Page 6 of Play Dirty


Font Size:

But it makes sense in a terrible way.

I can't protect him. Can't warn him properly about what Castellano is capable of. Can't undo the fact that he's now on a dangerous man's radar because of me.

But I can thank him. Can make him something real before I disappear. It's not enough, not even close, but it's something.

And maybe it'll make me feel less like a coward when I leave.

I pull the chicken from the fridge. Set a pot of water to boil for pasta. Start chopping vegetables with hands that are finally, finally starting to steady.

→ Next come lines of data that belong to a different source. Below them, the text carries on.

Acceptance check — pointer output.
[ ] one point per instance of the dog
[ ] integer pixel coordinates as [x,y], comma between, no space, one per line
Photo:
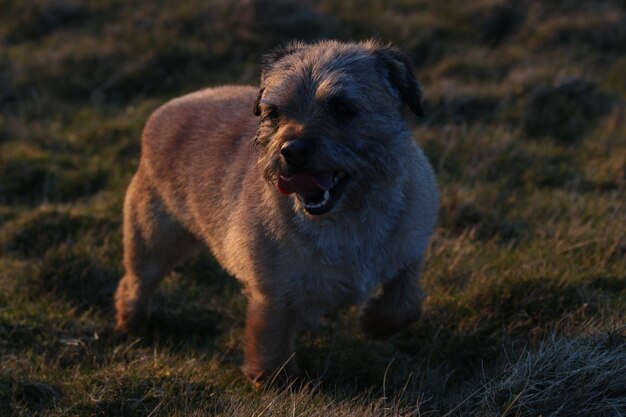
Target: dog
[310,191]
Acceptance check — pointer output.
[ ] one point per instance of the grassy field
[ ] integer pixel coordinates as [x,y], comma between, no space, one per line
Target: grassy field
[526,274]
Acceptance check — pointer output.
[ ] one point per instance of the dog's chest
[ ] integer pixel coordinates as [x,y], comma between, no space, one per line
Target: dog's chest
[343,264]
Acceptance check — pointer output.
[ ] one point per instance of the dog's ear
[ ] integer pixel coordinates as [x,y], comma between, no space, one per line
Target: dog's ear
[257,110]
[401,76]
[268,61]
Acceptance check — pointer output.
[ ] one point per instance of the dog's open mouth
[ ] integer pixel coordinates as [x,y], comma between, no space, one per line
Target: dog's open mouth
[318,192]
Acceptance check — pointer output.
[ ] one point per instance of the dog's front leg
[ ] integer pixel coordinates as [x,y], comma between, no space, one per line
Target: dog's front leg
[397,307]
[270,341]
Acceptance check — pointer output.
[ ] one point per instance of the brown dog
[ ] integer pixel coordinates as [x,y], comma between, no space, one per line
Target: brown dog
[312,204]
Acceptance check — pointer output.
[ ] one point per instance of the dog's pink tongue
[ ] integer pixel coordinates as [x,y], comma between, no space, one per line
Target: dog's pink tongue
[306,185]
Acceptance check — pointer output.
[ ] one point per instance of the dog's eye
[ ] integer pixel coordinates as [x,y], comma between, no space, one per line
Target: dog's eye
[341,109]
[272,113]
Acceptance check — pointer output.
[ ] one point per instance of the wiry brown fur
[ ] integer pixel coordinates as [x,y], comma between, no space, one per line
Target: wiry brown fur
[208,174]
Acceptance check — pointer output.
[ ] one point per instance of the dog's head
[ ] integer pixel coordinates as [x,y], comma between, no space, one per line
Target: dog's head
[331,121]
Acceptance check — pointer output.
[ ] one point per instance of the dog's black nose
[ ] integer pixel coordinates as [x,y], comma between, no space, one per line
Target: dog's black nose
[297,152]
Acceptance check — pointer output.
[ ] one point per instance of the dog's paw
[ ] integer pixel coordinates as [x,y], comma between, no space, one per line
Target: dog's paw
[284,378]
[379,323]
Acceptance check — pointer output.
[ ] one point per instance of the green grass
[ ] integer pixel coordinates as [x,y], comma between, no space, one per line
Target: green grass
[526,274]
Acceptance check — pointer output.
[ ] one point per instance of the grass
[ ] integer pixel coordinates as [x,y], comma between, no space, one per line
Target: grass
[526,274]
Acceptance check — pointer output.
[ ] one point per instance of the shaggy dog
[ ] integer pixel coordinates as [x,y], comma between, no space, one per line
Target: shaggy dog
[310,191]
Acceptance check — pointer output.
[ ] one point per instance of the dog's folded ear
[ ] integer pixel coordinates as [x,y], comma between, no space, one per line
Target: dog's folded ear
[268,61]
[401,76]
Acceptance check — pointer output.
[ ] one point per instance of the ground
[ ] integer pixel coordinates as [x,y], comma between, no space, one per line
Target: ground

Cooking has always calmed me. Even when I lived with my parents, when nothing I did was ever good enough, when my sister got all the attention and I got all the criticism, cooking was mine. The one thing I could control.

I make chicken piccata because it's the kind of meal that says *thank you* without needing words. Lemon, capers, butter, white wine I bought just to have something in the apartment that felt like living instead of surviving. The smell fills the small kitchen and spills into the hallway.

It's good. I know it's good. I've made this recipe a hundred times.

I plate it. Find a container with a lid because I'm not about to show up at his door with actual dishes I'd have to retrieve. That implies a future interaction. Implies I'll still be here tomorrow.

I won't be.

The guilt twists again but I push it down. This is the right choice. The only choice. He'll be safer with me gone.

I hope.

The container is warm in my hands when I step into the hallway. His door is right there. 3B. So close I've been hearing him through the walls for a week without knowing what he looked like.

Now I can't stop knowing.

Can't stop seeing the way he stepped forward without hesitation. The scars on his hands. The absolute calm in his voice when he told those men to leave.

*She doesn't belong to anybody. That's not how people work.*

No one's ever said anything like that about me before.

I raise my hand to knock and freeze. What am I doing? This is stupid. I should be packing, not standing in a hallway with homemade dinner like some 1950s housewife thanking the neighbor for returning a ladder.

He saved me from being dragged back to a man I'd rather die than marry. And I'm bringing him pasta.

It's inadequate. Pathetic. Meaningless.

I knock anyway. Three sharp raps that sound too loud in the quiet hallway. For a moment, nothing. Maybe he's not home. Maybe he left. Maybe—

The door opens.

Marcus fills the doorway. He's changed since the parking lot. He swapped his gym clothes for jeans and a black t-shirt that does absolutely nothing to hide the muscle underneath. His hair is damp like he just showered.

Those dark eyes lock on me and I forget how words work.

"Nora." He says my name like a statement. Not surprised. Like he was expecting me.

"I—" My voice comes out too high. I clear my throat. "I made you dinner. To say thank you. For earlier."

His eyes drop to the container in my hands. Something changes in his expression. Not quite surprise. More like he can't figure out what to do with this.

Join the club.

"You didn't have to do that."

"I know." I hold it out. "But I wanted to."